Friday, February 25, 2011

Destiny's Cousin (or, how I learned to cry)

"It is such a secret place, the land of tears." - Antoine De Saint-Exupery

In my family, there was just no room for the children to have feelings: our tears were an unbearable accusation, and we were punished for causing pain. "Go to your room, no one wants to see you like that" was on a good day: mostly the punishment for crying was physical. I learned to cry without making any noise: and then I learned not to cry at all. It was a hard lesson to learn: the blows of his belt and his fists tattooed it into my bones. It became part of who I was. Life without tears was also life without joy: it was like living in a mausoleum. I didn't think about it, because I never imagined that it could be different.

I began to think about it after my son was born. When I was telling him that it was okay to cry, it dawned on me that he would learn more from my actions than my words: and I did not want to pass on this terrible lesson. I didn't know where to start, but I finally realized that if I didn't seek some kind of recovery from my past, then with all the best intentions in the world I would still pass on my damage. That horrified me. I became willing to wade back into the pain and seek healing. I started going to counseling.
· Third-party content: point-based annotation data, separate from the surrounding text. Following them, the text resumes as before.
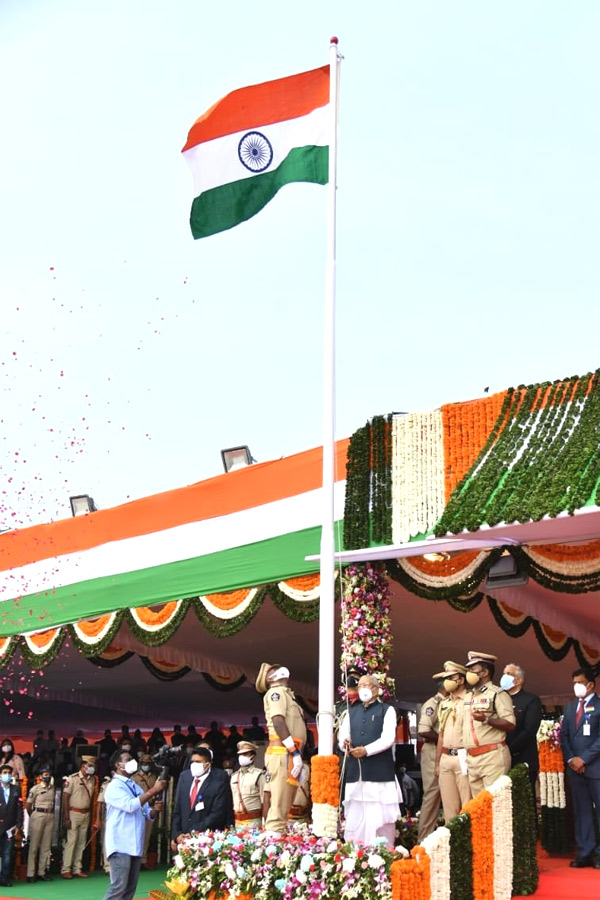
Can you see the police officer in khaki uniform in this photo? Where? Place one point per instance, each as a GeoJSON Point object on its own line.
{"type": "Point", "coordinates": [101, 821]}
{"type": "Point", "coordinates": [452, 766]}
{"type": "Point", "coordinates": [489, 714]}
{"type": "Point", "coordinates": [78, 796]}
{"type": "Point", "coordinates": [301, 804]}
{"type": "Point", "coordinates": [40, 806]}
{"type": "Point", "coordinates": [287, 737]}
{"type": "Point", "coordinates": [146, 778]}
{"type": "Point", "coordinates": [247, 787]}
{"type": "Point", "coordinates": [428, 730]}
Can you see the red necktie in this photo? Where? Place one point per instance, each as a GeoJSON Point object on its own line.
{"type": "Point", "coordinates": [194, 794]}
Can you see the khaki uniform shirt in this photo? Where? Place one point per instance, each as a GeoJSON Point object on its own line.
{"type": "Point", "coordinates": [494, 702]}
{"type": "Point", "coordinates": [247, 787]}
{"type": "Point", "coordinates": [80, 790]}
{"type": "Point", "coordinates": [281, 701]}
{"type": "Point", "coordinates": [41, 796]}
{"type": "Point", "coordinates": [428, 720]}
{"type": "Point", "coordinates": [452, 713]}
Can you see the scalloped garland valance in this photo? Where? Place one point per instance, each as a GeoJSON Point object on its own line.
{"type": "Point", "coordinates": [456, 580]}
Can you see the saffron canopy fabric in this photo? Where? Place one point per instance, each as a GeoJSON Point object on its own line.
{"type": "Point", "coordinates": [254, 141]}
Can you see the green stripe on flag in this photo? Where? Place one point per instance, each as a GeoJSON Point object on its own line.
{"type": "Point", "coordinates": [264, 562]}
{"type": "Point", "coordinates": [224, 207]}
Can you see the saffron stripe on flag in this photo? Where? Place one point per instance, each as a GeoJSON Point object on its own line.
{"type": "Point", "coordinates": [265, 103]}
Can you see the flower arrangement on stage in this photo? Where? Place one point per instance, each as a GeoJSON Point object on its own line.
{"type": "Point", "coordinates": [366, 630]}
{"type": "Point", "coordinates": [302, 867]}
{"type": "Point", "coordinates": [553, 800]}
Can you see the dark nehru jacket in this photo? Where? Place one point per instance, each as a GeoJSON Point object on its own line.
{"type": "Point", "coordinates": [366, 726]}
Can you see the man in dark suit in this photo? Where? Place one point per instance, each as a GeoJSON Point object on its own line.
{"type": "Point", "coordinates": [522, 741]}
{"type": "Point", "coordinates": [580, 739]}
{"type": "Point", "coordinates": [11, 818]}
{"type": "Point", "coordinates": [203, 800]}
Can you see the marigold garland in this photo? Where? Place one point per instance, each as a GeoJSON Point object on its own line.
{"type": "Point", "coordinates": [325, 779]}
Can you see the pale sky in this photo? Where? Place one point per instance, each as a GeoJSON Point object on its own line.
{"type": "Point", "coordinates": [468, 231]}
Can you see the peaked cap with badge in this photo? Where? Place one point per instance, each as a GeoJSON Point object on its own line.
{"type": "Point", "coordinates": [261, 681]}
{"type": "Point", "coordinates": [246, 747]}
{"type": "Point", "coordinates": [475, 656]}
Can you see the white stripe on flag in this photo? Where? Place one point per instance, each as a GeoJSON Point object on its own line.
{"type": "Point", "coordinates": [189, 541]}
{"type": "Point", "coordinates": [217, 162]}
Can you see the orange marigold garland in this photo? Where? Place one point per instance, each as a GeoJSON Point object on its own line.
{"type": "Point", "coordinates": [480, 811]}
{"type": "Point", "coordinates": [410, 878]}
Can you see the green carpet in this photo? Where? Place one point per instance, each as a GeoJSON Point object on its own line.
{"type": "Point", "coordinates": [92, 888]}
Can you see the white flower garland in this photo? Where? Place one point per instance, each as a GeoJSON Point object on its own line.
{"type": "Point", "coordinates": [552, 790]}
{"type": "Point", "coordinates": [437, 847]}
{"type": "Point", "coordinates": [501, 791]}
{"type": "Point", "coordinates": [418, 496]}
{"type": "Point", "coordinates": [324, 820]}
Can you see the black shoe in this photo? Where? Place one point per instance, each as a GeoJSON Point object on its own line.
{"type": "Point", "coordinates": [582, 862]}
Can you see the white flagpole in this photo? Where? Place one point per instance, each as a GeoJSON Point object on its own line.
{"type": "Point", "coordinates": [327, 601]}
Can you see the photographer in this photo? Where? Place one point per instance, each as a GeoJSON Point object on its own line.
{"type": "Point", "coordinates": [127, 810]}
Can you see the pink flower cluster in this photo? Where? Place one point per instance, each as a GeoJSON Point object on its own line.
{"type": "Point", "coordinates": [365, 629]}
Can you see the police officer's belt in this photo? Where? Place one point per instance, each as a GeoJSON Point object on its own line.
{"type": "Point", "coordinates": [485, 748]}
{"type": "Point", "coordinates": [249, 814]}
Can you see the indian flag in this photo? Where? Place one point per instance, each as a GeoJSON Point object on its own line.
{"type": "Point", "coordinates": [253, 142]}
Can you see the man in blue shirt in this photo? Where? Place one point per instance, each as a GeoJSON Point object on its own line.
{"type": "Point", "coordinates": [127, 810]}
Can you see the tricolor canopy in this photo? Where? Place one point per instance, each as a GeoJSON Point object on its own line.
{"type": "Point", "coordinates": [442, 495]}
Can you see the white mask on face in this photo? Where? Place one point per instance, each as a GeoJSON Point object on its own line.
{"type": "Point", "coordinates": [278, 674]}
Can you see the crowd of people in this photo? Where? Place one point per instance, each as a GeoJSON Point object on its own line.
{"type": "Point", "coordinates": [471, 730]}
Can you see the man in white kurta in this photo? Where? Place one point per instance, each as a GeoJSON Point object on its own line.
{"type": "Point", "coordinates": [372, 796]}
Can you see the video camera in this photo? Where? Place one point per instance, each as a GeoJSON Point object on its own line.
{"type": "Point", "coordinates": [166, 758]}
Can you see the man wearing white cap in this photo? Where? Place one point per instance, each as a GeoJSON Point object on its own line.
{"type": "Point", "coordinates": [372, 795]}
{"type": "Point", "coordinates": [451, 753]}
{"type": "Point", "coordinates": [489, 714]}
{"type": "Point", "coordinates": [287, 738]}
{"type": "Point", "coordinates": [247, 787]}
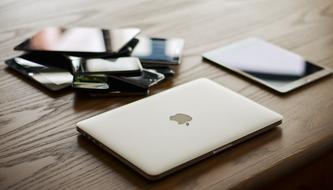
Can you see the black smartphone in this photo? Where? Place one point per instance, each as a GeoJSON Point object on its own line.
{"type": "Point", "coordinates": [158, 51]}
{"type": "Point", "coordinates": [50, 70]}
{"type": "Point", "coordinates": [166, 71]}
{"type": "Point", "coordinates": [79, 41]}
{"type": "Point", "coordinates": [147, 78]}
{"type": "Point", "coordinates": [102, 85]}
{"type": "Point", "coordinates": [102, 82]}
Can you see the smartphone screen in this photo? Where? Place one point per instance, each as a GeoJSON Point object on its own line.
{"type": "Point", "coordinates": [49, 70]}
{"type": "Point", "coordinates": [79, 40]}
{"type": "Point", "coordinates": [266, 62]}
{"type": "Point", "coordinates": [120, 66]}
{"type": "Point", "coordinates": [147, 78]}
{"type": "Point", "coordinates": [158, 51]}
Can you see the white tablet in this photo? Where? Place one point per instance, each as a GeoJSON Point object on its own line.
{"type": "Point", "coordinates": [166, 132]}
{"type": "Point", "coordinates": [270, 65]}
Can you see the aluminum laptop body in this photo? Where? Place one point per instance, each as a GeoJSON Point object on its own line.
{"type": "Point", "coordinates": [171, 130]}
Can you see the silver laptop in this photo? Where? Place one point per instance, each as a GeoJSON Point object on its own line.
{"type": "Point", "coordinates": [168, 131]}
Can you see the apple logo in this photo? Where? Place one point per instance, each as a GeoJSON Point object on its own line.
{"type": "Point", "coordinates": [181, 119]}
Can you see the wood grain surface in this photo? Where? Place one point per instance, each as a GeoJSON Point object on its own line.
{"type": "Point", "coordinates": [40, 148]}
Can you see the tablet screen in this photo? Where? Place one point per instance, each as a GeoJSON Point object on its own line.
{"type": "Point", "coordinates": [264, 61]}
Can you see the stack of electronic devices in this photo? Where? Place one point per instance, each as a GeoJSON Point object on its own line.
{"type": "Point", "coordinates": [99, 62]}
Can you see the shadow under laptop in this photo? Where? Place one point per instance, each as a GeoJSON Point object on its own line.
{"type": "Point", "coordinates": [233, 156]}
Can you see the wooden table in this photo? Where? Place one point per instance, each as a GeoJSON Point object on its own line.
{"type": "Point", "coordinates": [41, 149]}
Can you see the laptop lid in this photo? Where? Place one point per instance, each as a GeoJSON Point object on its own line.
{"type": "Point", "coordinates": [170, 130]}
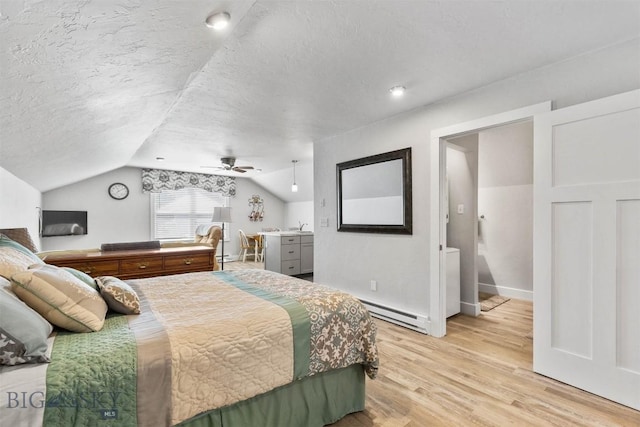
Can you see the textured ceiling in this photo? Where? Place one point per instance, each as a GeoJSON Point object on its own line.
{"type": "Point", "coordinates": [96, 85]}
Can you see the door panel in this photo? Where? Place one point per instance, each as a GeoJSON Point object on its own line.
{"type": "Point", "coordinates": [587, 246]}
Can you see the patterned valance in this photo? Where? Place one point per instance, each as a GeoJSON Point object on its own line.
{"type": "Point", "coordinates": [157, 180]}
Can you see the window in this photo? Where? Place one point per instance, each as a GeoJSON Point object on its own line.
{"type": "Point", "coordinates": [175, 214]}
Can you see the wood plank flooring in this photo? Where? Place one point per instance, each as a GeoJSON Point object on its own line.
{"type": "Point", "coordinates": [479, 374]}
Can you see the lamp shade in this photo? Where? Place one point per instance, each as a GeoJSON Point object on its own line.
{"type": "Point", "coordinates": [221, 214]}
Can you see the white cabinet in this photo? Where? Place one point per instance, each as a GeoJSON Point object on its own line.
{"type": "Point", "coordinates": [288, 253]}
{"type": "Point", "coordinates": [453, 281]}
{"type": "Point", "coordinates": [306, 254]}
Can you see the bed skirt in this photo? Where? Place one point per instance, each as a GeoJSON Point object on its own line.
{"type": "Point", "coordinates": [313, 401]}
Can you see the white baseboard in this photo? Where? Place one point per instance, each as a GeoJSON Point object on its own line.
{"type": "Point", "coordinates": [470, 309]}
{"type": "Point", "coordinates": [506, 291]}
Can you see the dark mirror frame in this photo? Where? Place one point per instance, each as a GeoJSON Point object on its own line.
{"type": "Point", "coordinates": [405, 228]}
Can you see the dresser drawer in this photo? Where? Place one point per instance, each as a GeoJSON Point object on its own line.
{"type": "Point", "coordinates": [92, 268]}
{"type": "Point", "coordinates": [187, 262]}
{"type": "Point", "coordinates": [289, 252]}
{"type": "Point", "coordinates": [291, 267]}
{"type": "Point", "coordinates": [290, 240]}
{"type": "Point", "coordinates": [140, 265]}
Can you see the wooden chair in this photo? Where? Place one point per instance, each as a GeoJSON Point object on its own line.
{"type": "Point", "coordinates": [246, 249]}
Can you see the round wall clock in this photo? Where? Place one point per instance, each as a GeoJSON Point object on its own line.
{"type": "Point", "coordinates": [118, 191]}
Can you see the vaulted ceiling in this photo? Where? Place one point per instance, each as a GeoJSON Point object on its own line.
{"type": "Point", "coordinates": [91, 86]}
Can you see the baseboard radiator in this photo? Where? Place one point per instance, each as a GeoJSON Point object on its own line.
{"type": "Point", "coordinates": [409, 320]}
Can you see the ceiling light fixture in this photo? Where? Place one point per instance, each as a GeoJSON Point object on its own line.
{"type": "Point", "coordinates": [397, 91]}
{"type": "Point", "coordinates": [294, 186]}
{"type": "Point", "coordinates": [218, 21]}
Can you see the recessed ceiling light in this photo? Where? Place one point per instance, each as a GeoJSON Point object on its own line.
{"type": "Point", "coordinates": [218, 21]}
{"type": "Point", "coordinates": [397, 91]}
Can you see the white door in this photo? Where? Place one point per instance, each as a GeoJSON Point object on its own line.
{"type": "Point", "coordinates": [587, 247]}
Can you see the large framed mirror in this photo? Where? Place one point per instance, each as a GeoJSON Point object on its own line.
{"type": "Point", "coordinates": [374, 193]}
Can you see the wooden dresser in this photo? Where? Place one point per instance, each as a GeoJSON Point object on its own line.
{"type": "Point", "coordinates": [138, 263]}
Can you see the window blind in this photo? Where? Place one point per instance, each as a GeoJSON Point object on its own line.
{"type": "Point", "coordinates": [177, 213]}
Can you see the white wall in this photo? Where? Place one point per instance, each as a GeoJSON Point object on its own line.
{"type": "Point", "coordinates": [400, 263]}
{"type": "Point", "coordinates": [297, 213]}
{"type": "Point", "coordinates": [19, 203]}
{"type": "Point", "coordinates": [128, 220]}
{"type": "Point", "coordinates": [505, 198]}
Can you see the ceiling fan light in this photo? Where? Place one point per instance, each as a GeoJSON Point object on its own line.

When my son was 3, I got clean and sober for the first time. I had been addicted to prescription drugs. It took about 3 months before the shaking stopped enough that I could write my name legibly, and that's when I got my very first sober job. I had sober days here and there at other jobs, but not too many, so this was new territory. Hell, everything was new territory then, raw and terrifying and wondrous. It was like taking a hit of life every day: I never knew where it would take me, but I was beginning to believe that I would find my way.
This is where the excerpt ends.